Nunavik woman alleges mistreatment by Montreal mall guards

“They’re doing this to other Inuit too”

By SARAH ROGERS

A Tasiujaq woman and her boyfriend security guards at the Alexis Nihon mall have abused Inuit and nor responded to their complaint of mistreatment. (PHOTO BY SARAH ROGERS)


A Tasiujaq woman and her boyfriend security guards at the Alexis Nihon mall have abused Inuit and nor responded to their complaint of mistreatment. (PHOTO BY SARAH ROGERS)

A Tasiujaq woman says she won’t return to a downtown Montreal shopping centre until security guards there apologize for making racial slurs against her and other Inuit in the neighbourhood.

Rebeccca Kritik, a Nunavik teacher who splits her time between the North and the South, told Nunatsiaq News she filed a complaint with the security company at Montreal’s Alexis Nihon shopping centre, in which she alleged that she suffered verbal abuse and discrimination.

Kritik said she was leaving a fast food restaurant in the mall at Maisonneuve Boulevard and Atwater St. last February with her boyfriend, Richard Ward, when security guards at the centre called her an “Inuk bitch” and “slut.”

When Ward confronted the guards, they kicked the couple out, Kritik said.

“They’re not just doing this to me,” Kritik said. “They’re going this to other Inuit too.”

The couple was at the mall to do some shopping, Kritik said. Ward accompanied her because she recently underwent back surgery.
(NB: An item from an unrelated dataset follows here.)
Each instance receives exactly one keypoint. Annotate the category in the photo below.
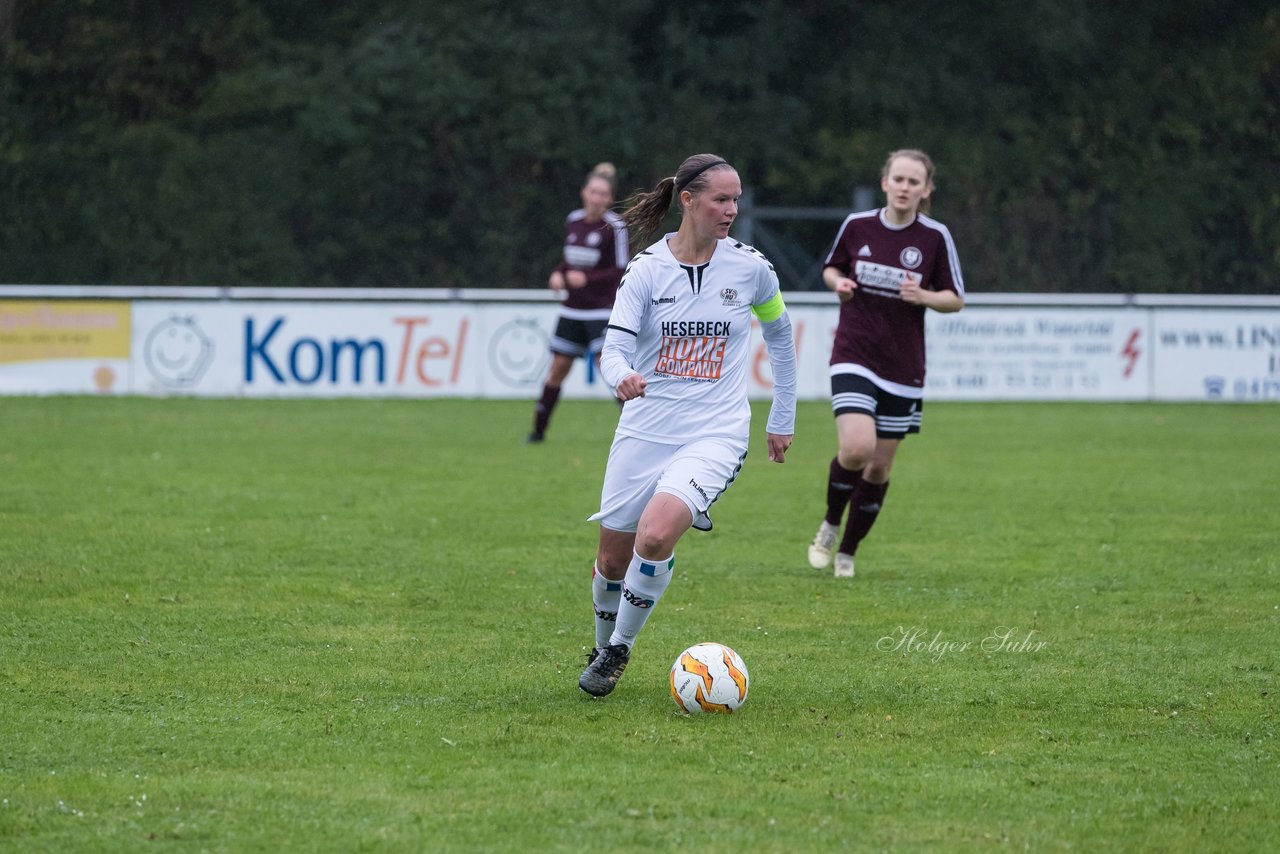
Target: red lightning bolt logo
(1130, 351)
Ward, who is not an Inuk, claimed he has seen many urban Inuit in the neighbourhood being verbally and physically abused by security guards at the same shopping centre, which lies near the new Nunavik House, located at the YWCA residence on Tupper St..

“Inuit already have a tough time at the YMCA,” he said. “They don’t need to put up with the guards harassing them.”

Many homeless Inuit have also been targeted, Ward said, alleging he has seen guards tease one toothless man, knock the hat off another and throw an Inuk woman from Puvirnituq down the stairs because she had “blacked out” at the shopping centre.

“Why didn’t they just call the cops, or an ambulance?” he said.

Pascal Gagné, the head of the security company at Alexis Nihon, did not return calls seeking comment about these alleged incidents from Nunatsiaq News.

Since the couple filed their complaint earlier this month, they say they have yet to hear from the security company.

Until then, Kritik plans to stay away from Alexis Nihon.

“It definitely makes me nervous,” she said. “I don’t want to go back to the shopping mall unless they apologize.. And I don’t want this to happen to other Inuit people.”